As a beginner gardener, I made many mistakes in growing onion flowers. For example, I didn't know that they needed a lot of sun. I was surprised that the bearded irises that I planted in a shaded area hardly bloomed at all. In addition, it was too wet there and the plants were often sick. I also learned that if the tulips have smaller and smaller flowersand they put out a lot of extra young plants in the environment, it's time to replant them.Such treatment not only improves their condition, but also prevents soil depletion and the spread of diseases.

Dotransplantlooking for places where no other onion flowers have grown before. I also never plant them where strawberries, wild strawberries and tomatoes used to grow.

Repotting I repeat every 3-4 years. I dig out the bulbs when the shoots and leaves are not completely dry after flowering. For narcissus, tulips and crocuses, this is late June or early July.

I dig out garlic in late July and early August.

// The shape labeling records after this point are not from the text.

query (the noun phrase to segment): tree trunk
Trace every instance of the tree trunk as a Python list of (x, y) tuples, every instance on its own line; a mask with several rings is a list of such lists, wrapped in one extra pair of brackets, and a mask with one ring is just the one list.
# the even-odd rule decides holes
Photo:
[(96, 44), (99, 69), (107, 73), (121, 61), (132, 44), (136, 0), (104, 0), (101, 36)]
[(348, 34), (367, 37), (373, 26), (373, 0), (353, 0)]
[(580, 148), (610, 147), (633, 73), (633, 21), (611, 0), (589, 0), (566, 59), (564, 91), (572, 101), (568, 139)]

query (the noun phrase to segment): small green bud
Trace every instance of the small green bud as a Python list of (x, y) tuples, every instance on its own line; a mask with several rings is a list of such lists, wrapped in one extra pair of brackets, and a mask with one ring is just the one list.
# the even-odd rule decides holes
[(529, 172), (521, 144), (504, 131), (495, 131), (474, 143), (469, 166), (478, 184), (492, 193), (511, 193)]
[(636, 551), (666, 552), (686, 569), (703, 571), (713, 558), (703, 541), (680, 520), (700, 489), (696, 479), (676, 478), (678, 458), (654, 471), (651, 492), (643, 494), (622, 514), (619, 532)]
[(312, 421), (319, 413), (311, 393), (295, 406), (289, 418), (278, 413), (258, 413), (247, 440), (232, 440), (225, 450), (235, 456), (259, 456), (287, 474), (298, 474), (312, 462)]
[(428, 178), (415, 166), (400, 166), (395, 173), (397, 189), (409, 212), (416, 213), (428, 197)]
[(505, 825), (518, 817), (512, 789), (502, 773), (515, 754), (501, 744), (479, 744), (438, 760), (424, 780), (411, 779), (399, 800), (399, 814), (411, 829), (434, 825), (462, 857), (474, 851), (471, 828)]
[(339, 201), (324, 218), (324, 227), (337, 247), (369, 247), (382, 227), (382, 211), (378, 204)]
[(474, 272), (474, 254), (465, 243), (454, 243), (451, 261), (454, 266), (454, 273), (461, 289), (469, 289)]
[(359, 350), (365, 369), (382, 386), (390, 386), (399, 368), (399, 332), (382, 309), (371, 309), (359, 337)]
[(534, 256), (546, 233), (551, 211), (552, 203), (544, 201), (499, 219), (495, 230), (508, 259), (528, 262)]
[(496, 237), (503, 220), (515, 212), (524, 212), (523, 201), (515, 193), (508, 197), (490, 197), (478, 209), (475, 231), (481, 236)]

I very gently separateonionsthat form at the heel of the mother onion. I remove the soil and remnants of dried leaves and separate the individual bulbs. Dried and cleaned, I keep in a shed in signed paper bags. They have good air circulation and the right temperature there. A neighbor once told me that onions cannot be stored together with fruit and vegetables, because it harms the shoots and flowers.And there is something to it!I plant winter trees already in August, so that they have time to bloom in the fall. Narcissi right after them.

And in early October I am planting tulips, garlic and crocuses. I prepare the wells three times the height of the onion.

Bearded scythes, now growing on a sunny rockery, I also replant them every 4 years. Always in August. I only take he althy young rhizomes with one fan of leaves for reproduction. I trim the roots to about 15 cm, shorten the leaves by half, and immediately plant them shallowly in a new place.

Over the years I have worked out a method for voles: I plant onions in plastic boxes dug into the ground.